As Virginia has grappled with the ongoing opioid epidemic, the overwhelming need for treatment has made room for cash clinics and pill mills to squeeze through loopholes that the state is trying to close.
Southwest Virginia especially has been seeing cases where doctors require patients to pay cash for both prescription opioid painkillers and drugs like methadone, which is used to treat addiction, according to Medicaid officials.
In 2017, the state’s Medicaid program initiated the Addiction and Recovery Treatment Services, or ARTS, program, which significantly expanded access to what officials refer to as “high-quality” treatment services. But some Medicaid patients are still going to cash clinics for services, unaware that better treatment options are covered, said Kate Neuhausen, chief medical officer with the Virginia Department of Medical Assistance Services.
“They may be like the pregnant woman who came up to me at an event and said, ‘I’ve been paying $100 a week for methadone, I had no idea Medicaid would pay for it, I couldn’t make the mortgage payment on my house because of my methadone, and I’m losing my house,” Neuhausen said.
Legislation to prohibit physicians from taking cash from Medicaid patients for opioid pain management or medication-assisted-treatment, which refers to the practice of prescribing patients drugs like methadone to treat their addictions, passed its first committee unanimously on Thursday.
“This bill addresses the bad actors who could participate in Medicaid, but they opt out,” the bill’s sponsor, Del. Todd Pillion, R-Washington County, told the House Health, Welfare and Institutions committee.
Neuhausen said Medicaid’s ARTS program has a very strong network of opioid-use disorder treatment providers that will cover those who are currently going to cash clinics. The bill would require that those offering treatment be an in-network provider, meaning they have to be credentialed by one of the state’s six Medicaid health plans.
Doug Gray, executive director of the Virginia Association of Health Plans, said his group supports the bill “wholeheartedly.”
“This has been a problem for many years and we’ve been trying to figure out how to get to it,” he said.
Opioid addiction treatments work best when they’re offered in conjunction with counseling and trauma-informed care, Neuhausen said in an interview. People aren’t turned away for refusing counseling, she added, but the best providers are those that offer both counseling and medication treatment, unlike cash clinics.
Some of these cash clinics might give a patient a months-long supply of suboxone, another drug used in medication-assisted-treatment, and also co-prescribe a potentially dangerous medication like benzodiazepines or Adderall, Neuhausen said.
“So then the member would go get the prescription and sell part of it to have enough cash to come back and pay the physician,” she said. “It really can fuel the black market and just lead to low-quality outcomes.”

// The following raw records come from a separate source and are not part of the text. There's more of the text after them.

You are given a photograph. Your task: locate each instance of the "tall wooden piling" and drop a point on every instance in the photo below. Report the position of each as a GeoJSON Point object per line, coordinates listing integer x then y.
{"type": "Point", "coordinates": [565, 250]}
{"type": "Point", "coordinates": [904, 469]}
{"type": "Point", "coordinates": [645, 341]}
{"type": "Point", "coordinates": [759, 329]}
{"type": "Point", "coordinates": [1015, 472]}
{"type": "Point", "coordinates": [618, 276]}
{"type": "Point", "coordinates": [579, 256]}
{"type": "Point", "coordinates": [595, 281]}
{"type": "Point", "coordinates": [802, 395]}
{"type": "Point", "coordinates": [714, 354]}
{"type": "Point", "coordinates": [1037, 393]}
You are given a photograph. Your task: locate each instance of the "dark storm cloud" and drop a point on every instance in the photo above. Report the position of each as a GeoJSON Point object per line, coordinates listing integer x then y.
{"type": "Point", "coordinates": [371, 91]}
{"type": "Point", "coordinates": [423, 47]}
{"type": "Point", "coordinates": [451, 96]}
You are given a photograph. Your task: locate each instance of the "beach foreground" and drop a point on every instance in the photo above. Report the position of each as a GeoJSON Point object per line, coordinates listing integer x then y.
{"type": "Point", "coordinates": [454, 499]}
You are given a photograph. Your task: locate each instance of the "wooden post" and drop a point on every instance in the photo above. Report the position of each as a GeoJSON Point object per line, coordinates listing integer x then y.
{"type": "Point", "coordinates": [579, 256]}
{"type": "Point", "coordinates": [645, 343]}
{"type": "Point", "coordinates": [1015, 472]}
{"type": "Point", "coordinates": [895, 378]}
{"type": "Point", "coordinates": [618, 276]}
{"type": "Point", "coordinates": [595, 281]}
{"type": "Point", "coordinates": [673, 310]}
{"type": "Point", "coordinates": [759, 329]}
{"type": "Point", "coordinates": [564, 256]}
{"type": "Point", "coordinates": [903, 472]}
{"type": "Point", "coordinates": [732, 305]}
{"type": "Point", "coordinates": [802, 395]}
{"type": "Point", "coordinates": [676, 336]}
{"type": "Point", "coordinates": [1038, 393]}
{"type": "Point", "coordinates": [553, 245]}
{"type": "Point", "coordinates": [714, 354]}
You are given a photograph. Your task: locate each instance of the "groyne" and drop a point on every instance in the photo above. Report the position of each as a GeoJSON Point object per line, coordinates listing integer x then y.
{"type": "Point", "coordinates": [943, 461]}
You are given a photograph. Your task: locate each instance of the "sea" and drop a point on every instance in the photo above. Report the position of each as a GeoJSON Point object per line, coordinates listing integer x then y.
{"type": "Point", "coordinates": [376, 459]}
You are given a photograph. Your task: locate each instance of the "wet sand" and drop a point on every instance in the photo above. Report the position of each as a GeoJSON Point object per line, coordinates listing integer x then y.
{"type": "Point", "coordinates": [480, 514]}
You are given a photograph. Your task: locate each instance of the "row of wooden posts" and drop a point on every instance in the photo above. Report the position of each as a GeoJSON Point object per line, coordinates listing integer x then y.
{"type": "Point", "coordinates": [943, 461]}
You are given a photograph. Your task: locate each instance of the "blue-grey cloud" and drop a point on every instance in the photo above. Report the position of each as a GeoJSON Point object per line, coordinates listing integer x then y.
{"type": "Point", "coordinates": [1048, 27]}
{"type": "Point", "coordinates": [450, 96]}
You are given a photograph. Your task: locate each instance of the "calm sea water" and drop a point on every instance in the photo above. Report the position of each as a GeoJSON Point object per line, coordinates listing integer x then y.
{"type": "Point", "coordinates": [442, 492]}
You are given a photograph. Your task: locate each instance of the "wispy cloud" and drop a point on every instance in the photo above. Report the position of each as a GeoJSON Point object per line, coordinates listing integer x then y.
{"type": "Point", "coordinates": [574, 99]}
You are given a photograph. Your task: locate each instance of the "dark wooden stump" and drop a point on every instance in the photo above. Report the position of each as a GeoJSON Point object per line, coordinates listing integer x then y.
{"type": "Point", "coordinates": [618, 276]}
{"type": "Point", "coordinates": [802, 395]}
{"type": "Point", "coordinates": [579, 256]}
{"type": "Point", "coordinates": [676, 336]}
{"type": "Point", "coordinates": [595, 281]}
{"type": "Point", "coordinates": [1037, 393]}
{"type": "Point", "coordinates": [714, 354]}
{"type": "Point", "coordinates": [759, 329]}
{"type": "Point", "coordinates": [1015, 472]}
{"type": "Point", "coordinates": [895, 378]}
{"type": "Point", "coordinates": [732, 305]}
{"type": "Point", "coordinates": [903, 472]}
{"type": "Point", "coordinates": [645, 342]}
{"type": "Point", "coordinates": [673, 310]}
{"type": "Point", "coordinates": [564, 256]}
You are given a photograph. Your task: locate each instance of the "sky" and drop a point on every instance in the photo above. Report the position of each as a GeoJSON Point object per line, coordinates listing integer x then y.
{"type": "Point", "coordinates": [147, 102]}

Medicaid expansion means that thousands more Virginians will have access to the ARTS program and a new avenue for treatment. But that’s why it’s all the more important, Neuhausen said, to educate members about their coverage options and deter them from going to these “bad actors.”
“It’s really great to have built the foundation of services first and now to be able to give all these people, many of whom have had nothing, to really have access to high quality treatment,” she said. “But that’s why this bill is so important to make sure they come into our ARTS network.”